There are a number of important things to discuss before marriage, but the following 3 are the most essential.
Children and adoption
It is vital that you and your partner thoroughly discuss the subject of children before getting married so that neither of you expect something that the other doesn’t want. Topics include, but aren’t limited to: whether or not you want children; if you do, how many children you would like to have; when you would like to try to have children; whether or not adoption or fostering is an option; and whether either of you would like to try fertility treatments if conception does not occur after a certain period of time.

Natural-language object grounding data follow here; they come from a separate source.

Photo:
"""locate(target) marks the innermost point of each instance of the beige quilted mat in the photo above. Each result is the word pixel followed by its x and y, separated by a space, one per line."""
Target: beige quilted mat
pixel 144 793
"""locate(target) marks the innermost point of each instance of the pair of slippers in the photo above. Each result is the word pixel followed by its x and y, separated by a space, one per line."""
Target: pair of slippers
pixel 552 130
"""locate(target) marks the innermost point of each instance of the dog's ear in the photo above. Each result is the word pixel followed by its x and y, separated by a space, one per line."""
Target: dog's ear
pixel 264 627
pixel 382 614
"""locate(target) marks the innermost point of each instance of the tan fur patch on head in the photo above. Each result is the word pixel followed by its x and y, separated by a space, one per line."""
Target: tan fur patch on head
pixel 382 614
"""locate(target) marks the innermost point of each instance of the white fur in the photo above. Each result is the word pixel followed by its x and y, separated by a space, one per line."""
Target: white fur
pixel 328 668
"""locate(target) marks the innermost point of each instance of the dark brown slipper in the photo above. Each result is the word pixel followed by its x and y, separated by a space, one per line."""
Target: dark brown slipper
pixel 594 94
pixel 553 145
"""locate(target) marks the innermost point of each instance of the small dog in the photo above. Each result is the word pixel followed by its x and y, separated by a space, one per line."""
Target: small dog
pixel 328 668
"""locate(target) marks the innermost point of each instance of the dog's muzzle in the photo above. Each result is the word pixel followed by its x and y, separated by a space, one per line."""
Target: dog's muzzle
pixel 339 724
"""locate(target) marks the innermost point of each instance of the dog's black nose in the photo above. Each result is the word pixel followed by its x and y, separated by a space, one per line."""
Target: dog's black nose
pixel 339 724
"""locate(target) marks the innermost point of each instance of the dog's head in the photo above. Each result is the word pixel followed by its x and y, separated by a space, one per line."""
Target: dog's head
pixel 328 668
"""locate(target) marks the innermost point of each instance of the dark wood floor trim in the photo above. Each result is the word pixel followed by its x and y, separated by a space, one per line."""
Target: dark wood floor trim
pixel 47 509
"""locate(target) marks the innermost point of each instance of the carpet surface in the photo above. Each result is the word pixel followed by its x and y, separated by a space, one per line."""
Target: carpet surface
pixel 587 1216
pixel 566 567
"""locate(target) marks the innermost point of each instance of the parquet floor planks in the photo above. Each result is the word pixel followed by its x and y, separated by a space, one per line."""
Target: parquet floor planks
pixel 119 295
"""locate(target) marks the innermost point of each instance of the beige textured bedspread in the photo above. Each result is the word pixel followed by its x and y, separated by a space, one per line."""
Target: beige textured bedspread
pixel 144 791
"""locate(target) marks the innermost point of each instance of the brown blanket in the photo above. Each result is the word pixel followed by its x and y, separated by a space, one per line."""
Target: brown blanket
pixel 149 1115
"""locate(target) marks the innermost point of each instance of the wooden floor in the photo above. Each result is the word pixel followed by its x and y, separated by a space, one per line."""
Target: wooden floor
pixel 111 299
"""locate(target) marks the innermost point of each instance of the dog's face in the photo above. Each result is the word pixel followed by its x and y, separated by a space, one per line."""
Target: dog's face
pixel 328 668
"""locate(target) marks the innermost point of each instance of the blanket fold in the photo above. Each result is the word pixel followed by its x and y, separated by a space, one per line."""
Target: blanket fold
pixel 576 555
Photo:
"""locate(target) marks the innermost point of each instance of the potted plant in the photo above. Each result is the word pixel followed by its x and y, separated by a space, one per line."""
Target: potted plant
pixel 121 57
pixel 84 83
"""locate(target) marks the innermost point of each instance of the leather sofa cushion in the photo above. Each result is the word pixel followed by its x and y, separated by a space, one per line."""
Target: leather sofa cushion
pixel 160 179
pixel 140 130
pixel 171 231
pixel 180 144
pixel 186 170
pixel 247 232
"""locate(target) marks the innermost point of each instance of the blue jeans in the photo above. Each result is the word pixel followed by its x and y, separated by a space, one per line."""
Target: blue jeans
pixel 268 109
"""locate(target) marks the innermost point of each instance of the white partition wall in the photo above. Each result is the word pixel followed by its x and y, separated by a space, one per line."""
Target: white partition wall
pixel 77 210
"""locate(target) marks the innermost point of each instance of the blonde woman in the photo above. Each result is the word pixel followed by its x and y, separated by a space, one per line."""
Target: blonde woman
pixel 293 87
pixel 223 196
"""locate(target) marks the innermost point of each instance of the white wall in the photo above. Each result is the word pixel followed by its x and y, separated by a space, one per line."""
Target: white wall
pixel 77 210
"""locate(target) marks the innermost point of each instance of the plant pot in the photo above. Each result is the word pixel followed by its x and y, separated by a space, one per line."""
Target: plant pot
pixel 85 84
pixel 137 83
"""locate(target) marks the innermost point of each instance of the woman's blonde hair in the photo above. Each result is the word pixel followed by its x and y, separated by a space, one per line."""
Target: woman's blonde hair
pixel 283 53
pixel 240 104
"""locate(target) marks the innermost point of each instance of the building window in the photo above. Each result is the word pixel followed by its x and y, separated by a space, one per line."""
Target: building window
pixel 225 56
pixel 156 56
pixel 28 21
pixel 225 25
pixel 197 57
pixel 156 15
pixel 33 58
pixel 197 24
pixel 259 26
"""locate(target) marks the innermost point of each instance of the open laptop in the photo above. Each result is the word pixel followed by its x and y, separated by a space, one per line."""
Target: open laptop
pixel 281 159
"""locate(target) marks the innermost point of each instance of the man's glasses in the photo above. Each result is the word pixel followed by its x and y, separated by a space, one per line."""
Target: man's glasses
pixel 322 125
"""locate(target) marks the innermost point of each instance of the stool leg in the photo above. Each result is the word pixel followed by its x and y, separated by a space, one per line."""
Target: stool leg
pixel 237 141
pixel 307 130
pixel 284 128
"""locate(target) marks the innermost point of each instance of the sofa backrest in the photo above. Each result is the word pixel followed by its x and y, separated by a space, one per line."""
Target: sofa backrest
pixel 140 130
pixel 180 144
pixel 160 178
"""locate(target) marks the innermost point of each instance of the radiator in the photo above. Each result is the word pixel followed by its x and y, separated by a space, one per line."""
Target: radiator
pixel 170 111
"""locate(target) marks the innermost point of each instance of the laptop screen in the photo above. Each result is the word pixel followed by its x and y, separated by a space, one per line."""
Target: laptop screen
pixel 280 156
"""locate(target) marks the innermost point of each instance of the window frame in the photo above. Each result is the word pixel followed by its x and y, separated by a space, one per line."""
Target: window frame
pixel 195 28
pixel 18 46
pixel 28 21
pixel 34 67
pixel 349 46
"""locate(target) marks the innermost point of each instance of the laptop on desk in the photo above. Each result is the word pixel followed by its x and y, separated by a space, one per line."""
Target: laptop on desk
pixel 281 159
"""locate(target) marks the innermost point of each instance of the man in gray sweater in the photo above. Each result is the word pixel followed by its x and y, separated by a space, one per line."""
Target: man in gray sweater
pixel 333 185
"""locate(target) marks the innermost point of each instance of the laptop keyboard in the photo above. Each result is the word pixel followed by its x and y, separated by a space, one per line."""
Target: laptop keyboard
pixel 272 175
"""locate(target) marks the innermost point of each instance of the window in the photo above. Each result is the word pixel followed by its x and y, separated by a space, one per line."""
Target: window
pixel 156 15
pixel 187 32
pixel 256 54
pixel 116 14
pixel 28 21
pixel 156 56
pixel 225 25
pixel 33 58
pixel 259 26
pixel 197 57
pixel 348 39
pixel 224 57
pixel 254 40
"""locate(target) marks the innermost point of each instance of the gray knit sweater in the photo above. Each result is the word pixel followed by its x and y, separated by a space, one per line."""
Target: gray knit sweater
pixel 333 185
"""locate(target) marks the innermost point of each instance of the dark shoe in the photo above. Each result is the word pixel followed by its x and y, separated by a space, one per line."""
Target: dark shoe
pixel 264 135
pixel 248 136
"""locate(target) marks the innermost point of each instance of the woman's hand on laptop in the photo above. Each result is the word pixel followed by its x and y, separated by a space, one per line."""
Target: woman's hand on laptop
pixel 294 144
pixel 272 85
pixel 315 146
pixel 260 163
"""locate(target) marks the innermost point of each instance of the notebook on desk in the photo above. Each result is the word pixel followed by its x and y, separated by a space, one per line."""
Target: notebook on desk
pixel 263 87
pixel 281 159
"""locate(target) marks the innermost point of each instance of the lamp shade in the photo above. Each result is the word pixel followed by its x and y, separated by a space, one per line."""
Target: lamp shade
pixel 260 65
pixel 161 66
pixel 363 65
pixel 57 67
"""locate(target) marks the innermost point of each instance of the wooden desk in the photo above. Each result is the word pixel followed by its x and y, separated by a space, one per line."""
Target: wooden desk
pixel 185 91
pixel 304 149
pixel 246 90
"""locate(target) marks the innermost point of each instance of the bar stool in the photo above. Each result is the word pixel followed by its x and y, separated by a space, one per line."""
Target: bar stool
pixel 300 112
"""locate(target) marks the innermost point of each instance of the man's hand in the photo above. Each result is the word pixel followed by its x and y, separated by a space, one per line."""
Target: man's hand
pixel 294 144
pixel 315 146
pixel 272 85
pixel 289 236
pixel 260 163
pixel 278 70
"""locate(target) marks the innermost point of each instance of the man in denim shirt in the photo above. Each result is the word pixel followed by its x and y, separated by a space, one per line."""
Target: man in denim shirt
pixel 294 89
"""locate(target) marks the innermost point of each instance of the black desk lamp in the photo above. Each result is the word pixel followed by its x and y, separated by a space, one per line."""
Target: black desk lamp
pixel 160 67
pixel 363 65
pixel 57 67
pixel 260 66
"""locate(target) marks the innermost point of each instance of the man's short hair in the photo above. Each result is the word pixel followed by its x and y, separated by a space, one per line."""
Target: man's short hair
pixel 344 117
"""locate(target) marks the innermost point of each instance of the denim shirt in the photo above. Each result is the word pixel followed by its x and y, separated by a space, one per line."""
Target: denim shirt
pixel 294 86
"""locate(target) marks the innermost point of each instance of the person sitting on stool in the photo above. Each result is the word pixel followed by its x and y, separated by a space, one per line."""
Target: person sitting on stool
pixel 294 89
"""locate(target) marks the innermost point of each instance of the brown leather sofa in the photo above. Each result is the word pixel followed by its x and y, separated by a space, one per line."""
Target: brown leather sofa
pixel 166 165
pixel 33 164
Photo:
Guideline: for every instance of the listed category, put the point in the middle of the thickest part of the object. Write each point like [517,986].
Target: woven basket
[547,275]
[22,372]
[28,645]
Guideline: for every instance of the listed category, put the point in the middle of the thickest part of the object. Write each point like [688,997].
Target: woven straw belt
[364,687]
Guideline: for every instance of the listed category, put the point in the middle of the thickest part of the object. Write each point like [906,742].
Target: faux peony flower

It’s not uncommon for marriages to be strained when one partner wants to move—for a job or even just a change of pace—and the other has no intentions of leaving their current location. Before you get married, talk about where each of you would like to live. Do you want to live in your current county, city or state? Are you open to the possibility of moving to somewhere completely different? If so, what circumstances would make the move agreeable—such as a job offer or great deal on a house? Do you want to put down “roots” or would you hate to stay in one place for too long?
Again, you may not completely agree—but especially when it comes to things like deciding where to live, it’s important to know expectations ahead of time.
Bank accounts and bills
Will you have a joint bank account and, if so, what expectations or limitations will you have for your partner? For example, will each partner be expected to inform the other before taking money out of the account or is the account considered shared in the complete sense? Or would you rather keep separate accounts, which keeps your money unavailable to the other partner?
You will also need to discuss the topic of bills. Will each partner be responsible for certain bills? Will both of you contribute an equal amount to each bill? What happens if you can’t afford to pay a bill? Money is a delicate subject but because it has the potential to cause some serious rifts down the line, it must be discussed before you join together in marriage.